2. Mapping users of Smart Mobility services

Using corporate cartography that shows the connections between city stakeholders is an important tool when mapping users of smart mobility services. As part of user research, whether on city stakeholders or chief executives, we recommend teams develop visual maps that highlight the entire user network as well as single users.

Creating a visual diagram shows how personas share information, who makes and uses the data and levels of decision-making processes. 

A corporate cartography exercise demonstrates project stakeholders, in addition to demonstrating possibilities for the design team, an overview of how service development can assist with information flow, compliance problems, service ownership and maintenance.

3. Design in collaboration with lawyers

Among the most important people in a city mobility project are lawyers or solicitors. We recommend smart mobility teams ensure regular access to lawyers, not just through the city or client team counsels, but also through their legal resources that can be commissioned alongside any project. Due to the complexity of city mobility projects, many services will eventually require new contracts for data or between stakeholder groups.

With lawyers readily to hand, it is possible to create draft instruments and new contracts quickly around data ownership for testing zones or temporary traffic schemes. This can avoid waiting around for months. Designers can create a brief for lawyers, including schematics of user needs, data needs per group and prototype contracts alongside other service design assets.

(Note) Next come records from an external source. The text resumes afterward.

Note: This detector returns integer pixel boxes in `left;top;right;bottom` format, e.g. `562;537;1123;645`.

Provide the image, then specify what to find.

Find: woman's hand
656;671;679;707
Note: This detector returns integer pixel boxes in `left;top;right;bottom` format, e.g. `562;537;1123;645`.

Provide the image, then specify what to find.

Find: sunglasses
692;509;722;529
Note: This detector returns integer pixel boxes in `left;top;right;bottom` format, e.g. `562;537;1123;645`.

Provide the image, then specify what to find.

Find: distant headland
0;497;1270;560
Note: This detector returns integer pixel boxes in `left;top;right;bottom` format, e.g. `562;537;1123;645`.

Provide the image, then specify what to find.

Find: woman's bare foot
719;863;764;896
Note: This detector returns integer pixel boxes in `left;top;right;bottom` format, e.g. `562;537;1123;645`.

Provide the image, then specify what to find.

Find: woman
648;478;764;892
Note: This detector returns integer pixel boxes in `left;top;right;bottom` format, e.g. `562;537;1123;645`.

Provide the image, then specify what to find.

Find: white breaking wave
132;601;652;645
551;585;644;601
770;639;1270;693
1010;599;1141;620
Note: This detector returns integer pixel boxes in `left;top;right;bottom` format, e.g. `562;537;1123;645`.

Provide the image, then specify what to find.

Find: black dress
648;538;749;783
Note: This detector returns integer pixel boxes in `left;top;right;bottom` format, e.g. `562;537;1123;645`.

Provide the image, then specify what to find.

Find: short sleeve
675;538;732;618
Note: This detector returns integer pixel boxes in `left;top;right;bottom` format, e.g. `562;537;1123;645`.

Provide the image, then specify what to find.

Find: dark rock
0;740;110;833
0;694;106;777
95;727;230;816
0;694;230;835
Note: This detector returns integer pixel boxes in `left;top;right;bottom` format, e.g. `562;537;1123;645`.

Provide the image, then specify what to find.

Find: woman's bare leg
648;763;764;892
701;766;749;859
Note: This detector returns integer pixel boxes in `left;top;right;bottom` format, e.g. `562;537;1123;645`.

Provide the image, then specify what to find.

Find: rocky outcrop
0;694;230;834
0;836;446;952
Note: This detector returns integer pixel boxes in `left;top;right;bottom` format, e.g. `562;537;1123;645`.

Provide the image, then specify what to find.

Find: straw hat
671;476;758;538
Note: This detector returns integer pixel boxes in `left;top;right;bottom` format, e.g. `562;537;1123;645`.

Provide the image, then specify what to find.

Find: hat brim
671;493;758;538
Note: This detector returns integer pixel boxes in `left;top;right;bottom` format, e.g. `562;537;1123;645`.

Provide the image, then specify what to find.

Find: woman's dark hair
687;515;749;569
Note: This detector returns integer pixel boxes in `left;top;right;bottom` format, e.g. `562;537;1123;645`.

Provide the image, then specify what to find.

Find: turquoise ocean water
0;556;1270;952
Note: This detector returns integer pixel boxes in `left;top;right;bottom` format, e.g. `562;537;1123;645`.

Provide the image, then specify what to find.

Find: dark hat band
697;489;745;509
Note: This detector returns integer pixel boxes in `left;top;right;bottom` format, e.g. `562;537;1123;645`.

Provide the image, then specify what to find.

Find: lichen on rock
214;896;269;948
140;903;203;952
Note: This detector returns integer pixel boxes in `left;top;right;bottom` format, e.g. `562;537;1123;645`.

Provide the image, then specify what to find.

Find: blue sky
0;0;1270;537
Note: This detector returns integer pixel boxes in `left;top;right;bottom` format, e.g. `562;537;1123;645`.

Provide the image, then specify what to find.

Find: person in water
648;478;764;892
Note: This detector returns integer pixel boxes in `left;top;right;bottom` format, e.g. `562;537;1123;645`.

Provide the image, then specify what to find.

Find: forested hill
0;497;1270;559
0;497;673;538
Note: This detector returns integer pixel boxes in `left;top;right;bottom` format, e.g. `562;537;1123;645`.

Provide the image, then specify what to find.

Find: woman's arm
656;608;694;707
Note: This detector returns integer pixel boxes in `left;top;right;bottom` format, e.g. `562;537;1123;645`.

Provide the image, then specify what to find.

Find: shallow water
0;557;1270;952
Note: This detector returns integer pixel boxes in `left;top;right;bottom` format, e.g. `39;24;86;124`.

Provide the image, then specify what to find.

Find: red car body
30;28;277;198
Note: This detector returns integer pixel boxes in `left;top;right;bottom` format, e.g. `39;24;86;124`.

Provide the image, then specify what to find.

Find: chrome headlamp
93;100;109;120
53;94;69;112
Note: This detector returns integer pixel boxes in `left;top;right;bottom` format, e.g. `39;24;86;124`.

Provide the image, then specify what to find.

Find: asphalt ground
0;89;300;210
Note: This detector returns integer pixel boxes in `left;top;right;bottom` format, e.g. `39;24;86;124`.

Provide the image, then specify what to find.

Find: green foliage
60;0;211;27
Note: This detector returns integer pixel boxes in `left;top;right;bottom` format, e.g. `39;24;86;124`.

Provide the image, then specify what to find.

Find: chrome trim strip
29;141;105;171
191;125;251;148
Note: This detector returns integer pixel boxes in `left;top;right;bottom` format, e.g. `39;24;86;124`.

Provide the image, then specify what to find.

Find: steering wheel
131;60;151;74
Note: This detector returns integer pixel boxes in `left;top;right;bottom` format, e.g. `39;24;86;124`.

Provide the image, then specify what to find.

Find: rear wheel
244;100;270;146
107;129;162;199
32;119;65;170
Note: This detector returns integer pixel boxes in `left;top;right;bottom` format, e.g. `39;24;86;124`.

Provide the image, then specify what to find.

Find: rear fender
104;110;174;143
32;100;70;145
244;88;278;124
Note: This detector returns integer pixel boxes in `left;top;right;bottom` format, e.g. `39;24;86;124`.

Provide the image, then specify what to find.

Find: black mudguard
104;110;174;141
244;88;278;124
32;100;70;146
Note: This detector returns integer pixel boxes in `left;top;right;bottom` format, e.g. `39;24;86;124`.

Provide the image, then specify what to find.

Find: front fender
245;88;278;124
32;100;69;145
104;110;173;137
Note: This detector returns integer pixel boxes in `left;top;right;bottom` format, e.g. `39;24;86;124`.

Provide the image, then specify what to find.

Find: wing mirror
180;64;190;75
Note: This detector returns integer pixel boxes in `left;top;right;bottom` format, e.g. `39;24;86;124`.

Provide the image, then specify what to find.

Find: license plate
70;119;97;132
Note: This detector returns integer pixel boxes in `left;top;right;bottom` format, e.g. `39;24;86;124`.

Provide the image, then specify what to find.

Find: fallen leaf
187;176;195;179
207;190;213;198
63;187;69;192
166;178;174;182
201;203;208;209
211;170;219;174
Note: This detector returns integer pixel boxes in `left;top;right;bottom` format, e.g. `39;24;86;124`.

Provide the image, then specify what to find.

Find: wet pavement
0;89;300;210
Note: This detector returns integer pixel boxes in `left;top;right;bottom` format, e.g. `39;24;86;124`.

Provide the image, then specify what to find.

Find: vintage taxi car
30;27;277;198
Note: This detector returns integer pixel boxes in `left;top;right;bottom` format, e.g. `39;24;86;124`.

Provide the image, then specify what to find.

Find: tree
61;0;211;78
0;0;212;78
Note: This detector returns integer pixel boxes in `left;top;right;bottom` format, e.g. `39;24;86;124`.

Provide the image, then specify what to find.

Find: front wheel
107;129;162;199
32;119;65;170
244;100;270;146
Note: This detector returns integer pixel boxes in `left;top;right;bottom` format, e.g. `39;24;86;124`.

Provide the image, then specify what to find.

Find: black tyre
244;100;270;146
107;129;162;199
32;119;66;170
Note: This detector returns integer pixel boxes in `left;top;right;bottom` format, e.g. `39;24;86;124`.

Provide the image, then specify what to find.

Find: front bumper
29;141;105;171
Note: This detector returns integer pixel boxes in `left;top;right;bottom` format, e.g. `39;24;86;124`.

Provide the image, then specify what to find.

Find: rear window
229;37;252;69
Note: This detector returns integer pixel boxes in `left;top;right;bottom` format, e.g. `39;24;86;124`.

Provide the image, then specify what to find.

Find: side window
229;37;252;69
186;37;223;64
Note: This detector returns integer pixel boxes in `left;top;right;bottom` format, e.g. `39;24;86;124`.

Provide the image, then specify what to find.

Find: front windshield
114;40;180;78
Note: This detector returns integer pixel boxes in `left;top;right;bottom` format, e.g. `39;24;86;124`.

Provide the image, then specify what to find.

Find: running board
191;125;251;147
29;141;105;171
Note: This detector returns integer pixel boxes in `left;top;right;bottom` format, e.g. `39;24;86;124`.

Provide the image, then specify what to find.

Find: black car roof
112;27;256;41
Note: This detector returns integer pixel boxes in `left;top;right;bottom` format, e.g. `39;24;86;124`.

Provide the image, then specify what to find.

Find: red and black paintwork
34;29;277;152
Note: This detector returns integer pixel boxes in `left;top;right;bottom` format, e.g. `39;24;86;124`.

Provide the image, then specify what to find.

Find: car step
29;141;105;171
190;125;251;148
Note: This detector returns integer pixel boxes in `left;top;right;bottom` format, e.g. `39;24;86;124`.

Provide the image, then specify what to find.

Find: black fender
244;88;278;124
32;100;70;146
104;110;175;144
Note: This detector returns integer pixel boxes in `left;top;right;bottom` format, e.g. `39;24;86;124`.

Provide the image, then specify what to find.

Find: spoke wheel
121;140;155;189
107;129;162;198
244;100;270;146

“A good legal advisor should be seen as a natural extension of your commercial team. They should be helping to bring value to a commercial venture, whether that is through unlocking additional value within the deal itself or helping to protect you against any fallout further down the process.”

Jamie Smith, Sheridans

4. Create robust and valuable data partnerships

At the 2019 Financial Times ‘Future of the Car’ conference, Michael Hurwitz, Director of Transport Innovation at Transport for London, said that private companies are generally poor at sharing the data they create.

The opposite end of the spectrum is open data programmes that only exist for as long as they have an executive sponsor in a city. We propose a middle ground where city data is created with different licensing models, assuming it will be combined and benchmarked with other data within and across other cities. 

This allows the creators of the data to preserve a degree of commercial IP while also sharing it for mutual benefit. Thorough legal instrumentation is required to make these deals work.


Designing mobility services well today ensures citizens needs will be met tomorrow. 

Striking a balance between experimentation and genuine citizens’ needs is critical. Thorough user research frameworks, an experimental approach and a well-formulated legal framework can support designers in doing so. These methods can uncover challenges and risks but also nuances and an understanding of what should be developed. 

With the city in mind, smart mobility service developers will have a sound framework for commercial longevity, profitability for their business and a valuable service for their citizens.